Mar 11, 2014
Truthdigger of the Week: Paul Volcker
Posted on Dec 14, 2013
Every week the Truthdig editorial staff selects a Truthdigger of the Week, a group or person worthy of recognition for speaking truth to power, breaking the story or blowing the whistle. It is not a lifetime achievement award. Rather, we’re looking for newsmakers whose actions in a given week are worth celebrating. Nominate our next Truthdigger here.
Since the 2008 meltdown began disastrously reshaping America’s financial future, a cadre of officials working outside Wall Street’s money-fueled distortion field have struggled against official favor for big banks to protect the interests and well-being of ordinary Americans. This attempt bore fruit Tuesday when the “Volcker Rule,” a regulation aimed at curbing the trading of stocks, derivatives and other financial instruments for a bank’s financial gain, was confirmed by all five supervising federal regulatory agencies, including the Federal Reserve.
The practice at issue—“proprietary trading”—pits the interests of a trading bank against those of its customers. Such a bank has an unfair advantage over customers when it gains access to secret information about the condition or future of a stock or other instrument and uses that information to turn profits. Goldman Sachs did this deliberately during the run-up to the crisis; in an April 2010 congressional subcommittee meeting, Sen. Carl Levin cited references to “shitty deals” made in emails between Goldman employees. Such deals continue to swell the double-digit salaries of Wall Street’s top CEOs.
The Volcker Rule is the product of 86-year-old economist Paul Volcker. Volcker served as chairman of the Federal Reserve under Presidents Jimmy Carter and Ronald Reagan and is widely credited with reducing the rampant inflation that menaced the average American’s buying ability and the overall economy in the 1970s and early ’80s.
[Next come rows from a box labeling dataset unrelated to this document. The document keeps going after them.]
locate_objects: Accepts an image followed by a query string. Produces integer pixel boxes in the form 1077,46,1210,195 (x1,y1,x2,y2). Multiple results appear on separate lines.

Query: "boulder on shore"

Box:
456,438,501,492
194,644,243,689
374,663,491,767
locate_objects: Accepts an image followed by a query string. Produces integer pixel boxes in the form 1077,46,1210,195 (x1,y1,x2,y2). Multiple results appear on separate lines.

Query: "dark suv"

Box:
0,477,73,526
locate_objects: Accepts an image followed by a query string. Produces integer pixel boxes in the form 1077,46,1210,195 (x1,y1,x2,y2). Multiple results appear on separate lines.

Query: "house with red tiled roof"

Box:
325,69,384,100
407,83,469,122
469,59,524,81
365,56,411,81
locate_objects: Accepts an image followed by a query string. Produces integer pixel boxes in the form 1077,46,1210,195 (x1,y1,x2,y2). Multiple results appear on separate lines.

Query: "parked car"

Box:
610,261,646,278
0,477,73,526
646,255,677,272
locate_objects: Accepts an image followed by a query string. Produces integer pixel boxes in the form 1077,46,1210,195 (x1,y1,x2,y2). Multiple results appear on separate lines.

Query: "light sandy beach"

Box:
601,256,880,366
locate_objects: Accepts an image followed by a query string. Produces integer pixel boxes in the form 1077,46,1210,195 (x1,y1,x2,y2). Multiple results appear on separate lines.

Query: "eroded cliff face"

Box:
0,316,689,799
In 2009, after two decades playing advisory roles and investigating financial matters around the globe, often with a concern for corruption, Volcker was appointed chairman of the newly formed President’s Economic Recovery Advisory Board. From that post Volcker criticized banks throughout the crisis and its fallout, calling their response to the disaster inadequate and pushing for stricter regulation and the breakup of the biggest corporations.
In January 2010, President Barack Obama dubbed a proposed pack of regulations contained in the Dodd-Frank banking reform bill the “Volcker Rule.” Dodd-Frank went into effect in the summer of that year, but Volcker’s contribution, scheduled to be implemented in mid-2012, was delayed pending ratification. The New York Times called the event “the most sweeping overhaul of regulation since the Depression” and “a barometer for the overall strength of [Dodd-Frank].” Now approved, the rule is scheduled to go live next year, but implementation could linger until 2017.
Volcker is to be admired both for his efforts and successes, but as is the case in any game with multiple players, what happens next is not and never was up to him alone. The rule’s effectiveness will be determined by the regulators selected to enforce it. That involves a yet-to-be-demonstrated willingness to insist upon strict interpretations of what the Times’ editorial board describes as the rule’s “imprecise” wording, which could enable banks to “cry foul, exploit loopholes and demand special treatment.” A large portion of that burden falls to Janet Yellen, the Federal Reserve’s newly appointed chair.
In the meantime, we congratulate the economist and regulatory adviser on continuing his public service well into the twilight years of his life. For employing his expertise and privilege against the robber barons of our age, we honor Paul Volcker as our Truthdigger of the Week.